Inflation et politique budgétaire : une tension grandissante
L’inflation en Russie dépasse actuellement les 15 %, un chiffre qui pénalise principalement les ménages à faibles revenus. La hausse des salaires réels, bien qu’elle permette une certaine demande intérieure, alimente directement l’inflation, exacerbant ainsi le coût de la vie pour la majorité de la population. Les ménages russes, qui consacrent une grande part de leur budget à l’alimentation, sont particulièrement touchés par cette poussée des prix.
La Banque centrale russe peine à maîtriser l’inflation. Malgré des taux d’intérêt élevés, la politique monétaire ne parvient pas à rétablir la confiance dans la stabilité des prix. Les anticipations des ménages sur la hausse des prix en 2025 témoignent d’une méfiance croissante envers les mesures gouvernementales. Bien que le gouvernement tente de rassurer la population par des discours sur la réduction de l’inflation, il semble que la politique monétaire actuelle ne soit pas à la hauteur des enjeux économiques.

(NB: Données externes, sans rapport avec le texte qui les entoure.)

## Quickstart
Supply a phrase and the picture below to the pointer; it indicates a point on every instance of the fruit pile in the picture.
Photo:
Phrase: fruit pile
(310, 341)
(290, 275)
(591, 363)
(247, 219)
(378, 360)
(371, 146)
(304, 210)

Le budget russe est sous pression, avec des dépenses militaires croissantes et un besoin de maintenir des subventions pour compenser les effets de la guerre sur la population. Le gouvernement a dû augmenter ses taxes pour financer cet effort, mais cette stratégie semble vouée à une diminution progressive des marges budgétaires à mesure que les recettes des énergies fossiles diminuent. Les dépenses publiques resteront élevées, mais cette situation pourrait ne pas être tenable à long terme sans une restructuration économique plus profonde.
Commerce extérieur : réorientation et défis logistiques
La Russie s’est tournée massivement vers la Chine pour remplacer ses partenaires européens, mais ce partenariat n’est pas sans contraintes. Bien que la Chine soit un fournisseur clé de biens bon marché et de produits industriels, elle ne peut pas compenser à elle seule les pertes dues à l’embargo sur les produits technologiques et industriels. Le commerce entre la Russie et la Chine, bien qu’important, a diminué récemment de 10 %, signe que la Russie peine à trouver des alternatives suffisantes à ses anciens partenaires commerciaux.

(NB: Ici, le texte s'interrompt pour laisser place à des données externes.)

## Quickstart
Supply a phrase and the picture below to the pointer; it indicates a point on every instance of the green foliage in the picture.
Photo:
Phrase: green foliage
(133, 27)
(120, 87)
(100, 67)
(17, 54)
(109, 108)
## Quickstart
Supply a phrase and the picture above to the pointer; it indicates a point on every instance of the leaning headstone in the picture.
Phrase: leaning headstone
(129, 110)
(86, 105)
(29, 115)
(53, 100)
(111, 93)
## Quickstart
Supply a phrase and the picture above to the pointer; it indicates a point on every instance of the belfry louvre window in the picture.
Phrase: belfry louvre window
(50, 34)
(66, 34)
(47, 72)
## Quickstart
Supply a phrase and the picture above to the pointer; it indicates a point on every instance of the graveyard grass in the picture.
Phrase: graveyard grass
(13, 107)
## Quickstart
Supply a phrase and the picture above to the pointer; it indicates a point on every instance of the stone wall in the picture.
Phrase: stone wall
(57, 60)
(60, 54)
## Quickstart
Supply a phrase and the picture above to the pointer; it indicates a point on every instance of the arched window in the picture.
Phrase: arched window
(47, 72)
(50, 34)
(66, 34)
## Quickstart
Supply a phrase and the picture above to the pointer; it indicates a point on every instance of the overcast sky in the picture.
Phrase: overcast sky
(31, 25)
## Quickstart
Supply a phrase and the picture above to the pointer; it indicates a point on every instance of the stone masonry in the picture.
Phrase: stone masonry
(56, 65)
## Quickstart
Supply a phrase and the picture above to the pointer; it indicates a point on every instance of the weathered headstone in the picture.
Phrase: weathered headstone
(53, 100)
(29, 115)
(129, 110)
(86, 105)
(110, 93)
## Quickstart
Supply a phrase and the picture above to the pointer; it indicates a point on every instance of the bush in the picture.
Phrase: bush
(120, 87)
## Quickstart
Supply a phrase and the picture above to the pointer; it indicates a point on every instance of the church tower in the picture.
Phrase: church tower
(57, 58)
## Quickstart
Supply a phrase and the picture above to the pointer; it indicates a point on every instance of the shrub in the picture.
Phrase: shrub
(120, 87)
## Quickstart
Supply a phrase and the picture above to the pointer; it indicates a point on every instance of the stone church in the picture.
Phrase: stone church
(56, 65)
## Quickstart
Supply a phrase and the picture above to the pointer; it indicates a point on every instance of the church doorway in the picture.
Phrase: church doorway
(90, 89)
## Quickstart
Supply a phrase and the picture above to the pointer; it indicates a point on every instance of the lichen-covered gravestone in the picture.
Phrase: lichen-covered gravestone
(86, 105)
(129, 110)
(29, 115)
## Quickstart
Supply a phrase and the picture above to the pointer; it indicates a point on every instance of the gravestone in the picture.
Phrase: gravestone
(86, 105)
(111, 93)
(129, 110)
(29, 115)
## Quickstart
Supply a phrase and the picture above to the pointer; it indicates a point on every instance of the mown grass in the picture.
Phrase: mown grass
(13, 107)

L’Inde, quant à elle, est devenue un partenaire stratégique, notamment pour l’exportation de pétrole russe. L’Inde a investi en Russie pour développer des capacités de raffinage, facilitant ainsi l’exportation de pétrole russe via des canaux alternatifs. Ce commerce représente une bouffée d’oxygène pour la Russie, mais il ne compense pas totalement la perte d’accès aux marchés européens.

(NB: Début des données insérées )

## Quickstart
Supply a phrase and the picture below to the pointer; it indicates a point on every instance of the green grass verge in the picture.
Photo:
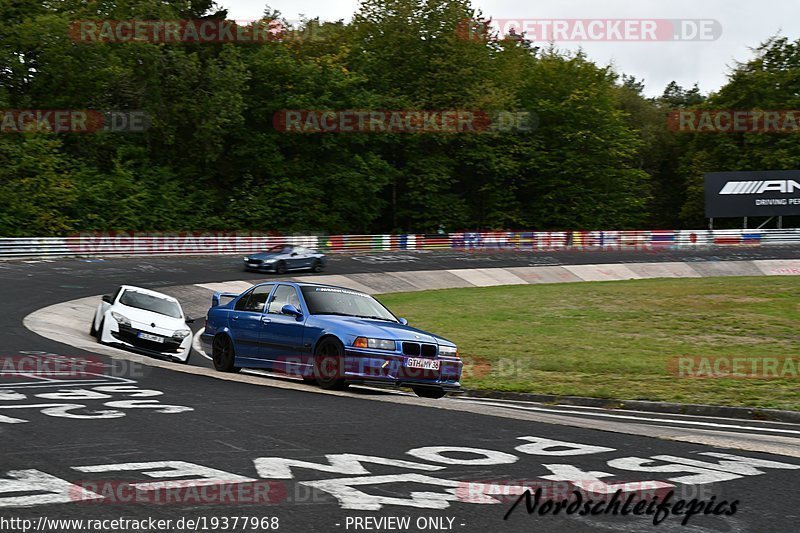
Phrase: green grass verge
(615, 339)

Les exportations de gaz restent un défi majeur. Bien que la Russie cherche à vendre du gaz à la Chine via des pipelines, les infrastructures nécessaires sont insuffisantes et leur construction prend des années. Les négociations avec la Chine sont également tendues, la Chine cherchant à obtenir les meilleures conditions possibles. Le gazoduc Sila Sibiri, qui devrait relier la Russie à la Chine, reste sous-développé, et les perspectives à court terme pour l’exportation de gaz russe sont incertaines.